Despite the fact that the Australian Constitution contains no specific right for a freedom of speech, we imply a democratic right to voice opinions and promote expression. The Internet, by its nature, facilitates and encourages such activity.

Critics argue that by regulating Internet content, we are somehow dissolving the right to use the medium to voice creative thought thereby stifling creativity.

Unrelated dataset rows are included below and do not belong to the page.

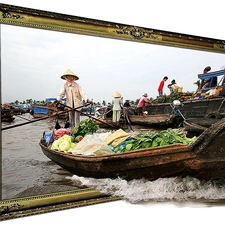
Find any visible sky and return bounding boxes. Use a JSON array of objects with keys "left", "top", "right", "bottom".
[{"left": 1, "top": 0, "right": 225, "bottom": 103}]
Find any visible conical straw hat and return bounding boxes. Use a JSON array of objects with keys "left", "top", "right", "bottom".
[
  {"left": 61, "top": 69, "right": 79, "bottom": 80},
  {"left": 113, "top": 91, "right": 121, "bottom": 98}
]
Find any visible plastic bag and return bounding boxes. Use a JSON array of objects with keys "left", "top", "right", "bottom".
[{"left": 71, "top": 132, "right": 114, "bottom": 155}]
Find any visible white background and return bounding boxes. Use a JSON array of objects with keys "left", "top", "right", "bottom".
[{"left": 1, "top": 0, "right": 225, "bottom": 225}]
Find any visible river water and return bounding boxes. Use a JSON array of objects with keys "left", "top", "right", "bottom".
[{"left": 2, "top": 114, "right": 225, "bottom": 206}]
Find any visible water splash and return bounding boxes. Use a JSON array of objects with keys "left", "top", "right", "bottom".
[{"left": 68, "top": 175, "right": 225, "bottom": 203}]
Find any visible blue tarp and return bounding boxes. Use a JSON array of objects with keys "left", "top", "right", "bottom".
[
  {"left": 33, "top": 106, "right": 48, "bottom": 115},
  {"left": 45, "top": 98, "right": 66, "bottom": 102},
  {"left": 198, "top": 70, "right": 225, "bottom": 80}
]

Balkin observed “[A]t the very moment when ordinary people are empowered to use digital technologies to speak, to create, to participate in the creation of culture, and to distribute their ideas and innovations around the world, businesses are working as hard as possible to limit and shut down forms of participation and innovation that are inconsistent with their economic interests.”[1]

In Australia, the Australian High Court decision of Dow Jones v Gutnick[2] questioned where a publication took place in terms of defamatory material. The case was the first time the issue of Internet publishing had been adjudicated by a court of final appeal and “spawned a bevy of scare-tales about the implications for net publishing.”[3] Aside from the issue of defamatory publication, Dow Jones v Gutnick also raised the questions of jurisdiction and enforcement in an Internet context, and it was feared that the decision would stifle Internet publishing by subjecting publishers to a multitude of national speech laws.[4] The implications of the decision for Internet copyright law are uncertain, as the Court adopted a nationalistic approach, which is both undesirable and ineffective in terms of a global dilemma. What we may discern is that the Australian Courts will recognise a publication as occurring in each and every location where it can be downloaded, rather than only where the material is uploaded.[5]

In view of this case, freedom of expression on the Internet appears to be curbed by attempts to restrict what might be published where the publisher is left open to the mercy of a collective of differing copyright laws.

Shaffer Van Houweling finds that this development “upsets copyright’s distributive logic and changes copyright from a system that seems, on balance, to benefit poorly financed creators, to one that endangers their ability to express themselves using powerful cultural artefacts”.[6] It is certain that the uptake of technological developments such as “digital rights management” (DRM) where copyright owners are beginning to use technology to reclaim control of their works[7] will do nothing to reverse this proposition.

Here a couple of examples of extreme digital rights management.

There is a scene in the movie Blade Runner[8] in which the police officer, Rick Deckard, who hunts genetically made criminal replicants, wants some information about an animal scale. He thinks it is a fish scale. He takes it to the marketplace and asks a vendor to examine it. She puts it under the microscope, identifies it as a snake scale, and tells him the maker’s mark – a serial number found at the stem of one of the cellular structures. The mark identifies the license of the manufacturer. This is really not science fiction.

In the U.S. Intel Corporation awarded a high school student, Viviana Risca, a college scholarship award of US$100,000 for her computer science project in molecular computing. Her project uses data encryption techniques to insert messages into the DNA of organisms. She encrypted the message “JUNE6-INVASION:NORMANDY” and inserted it into the gene sequence of a DNA-strand, and flanked it with two secret “primer” DNA sequences. This was then combined with many other similar molecules. The message or DNA signature would not be apparent to anyone who studied the DNA or retrievable unless they knew the two secret “primer” DNA sequences.[9]  It did not effect the function of the DNA. Viviana thinks the technology will be useful for inserting proprietary information into DNA. It will assist in enforcing intellectual property rights for example, where a corporation thinks a competitor has used the DNA of “their perfect tomato” without permission or license.[10]

[1] Shaffer Van Houweling, M. “Distributive Values”, (2005) 83(6) Texas law Review p. 1564 citing Balkin, J. Digital Speech and Democratic Culture: A Theory of Freedom of Expression for the Information Society”, 2004, 79 N.Y.U. L. REV. 1, 6–13 at 15

[2] [2002] HCA 56

[3] Australian Digital Alliance, “Dow Jones v Gutnick: defamation crosses borders”, 2002, Intellectual Property Wrap-Up, December, at [2], available at accessed 25 March 2006

[4] ibid

[5] ibid

[6] Shaffer Van Houweling, M. “Distributive Values”(2005)83(6) Texas Law Review,  p.1564

[7] Lessig, L. “The People Own Ideas”, 2005, June Issue, Technology Review, available at accessed 25 March  2006

[8] (1982) Director: Ridley Scott.

[9] “Intel Science Talent Search” Press Release at accessed on 2 May 2006

[10] Dan Fallon, “Scrambling DNAe-mag, Sydney Morning Herald May 2000 42.